Like the corruption issue raised against Binay, the citizenship question is a legitimate one that any person aspiring for the presidency must answer.
Even if Poe resolves her own citizenship issue, she must also come clean on the loyalties of her husband and children. There can’t be any iota of doubt on the national allegiance of a Philippine president. How can a person whose spouse and children are US citizens, for example, deal objectively with the Enhanced Defense Cooperation Agreement with Uncle Sam?
The woes of Binay and Poe are reportedly making Manila Mayor Joseph Estrada seriously consider seeking the presidency. And he could win, together with Sen. Bongbong Marcos, who is counting on a solid Ilocano vote plus the Visayan supporters of his mother.
Davao Mayor Rodrigo Duterte could still be persuaded to run, partly to hit back at Roxas, whose camp the mayor has openly accused of engaging in a demolition campaign against him.
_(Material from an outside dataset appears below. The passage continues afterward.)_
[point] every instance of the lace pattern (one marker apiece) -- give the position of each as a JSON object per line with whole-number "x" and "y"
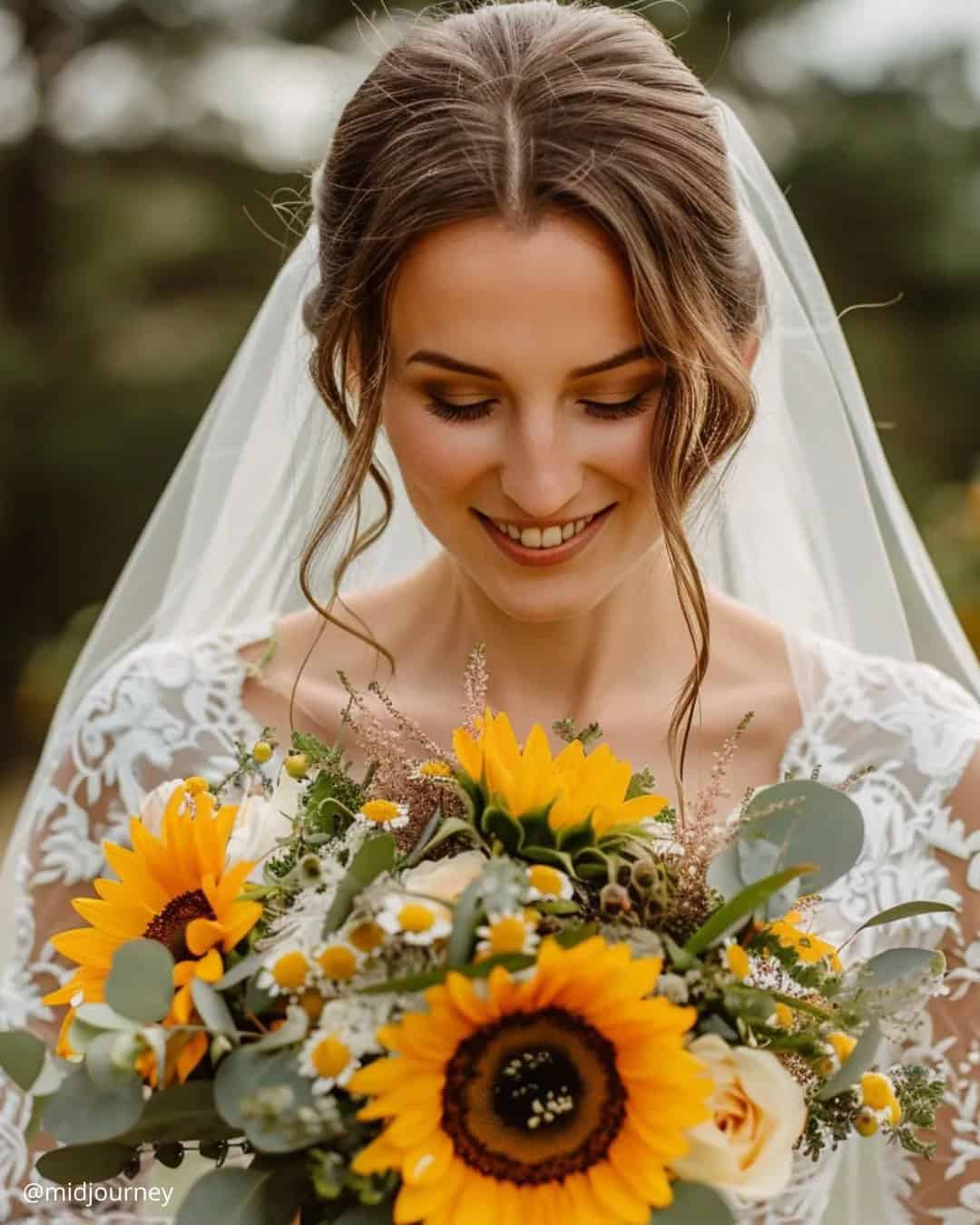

Duterte echoed a sentiment of Poe when he told Roxas to stop trying to look white by painting others black.
A leading candidate in the 2010 race for vice president says Binay won that derby because the Roxas camp had focused on demolishing the leading bet, which allowed Binay to surge from behind.
The Roxas camp has denied engaging in demolition campaigns. But negative campaigning is dominating the election season. The nation is bound to reap the consequences long after the elections are over.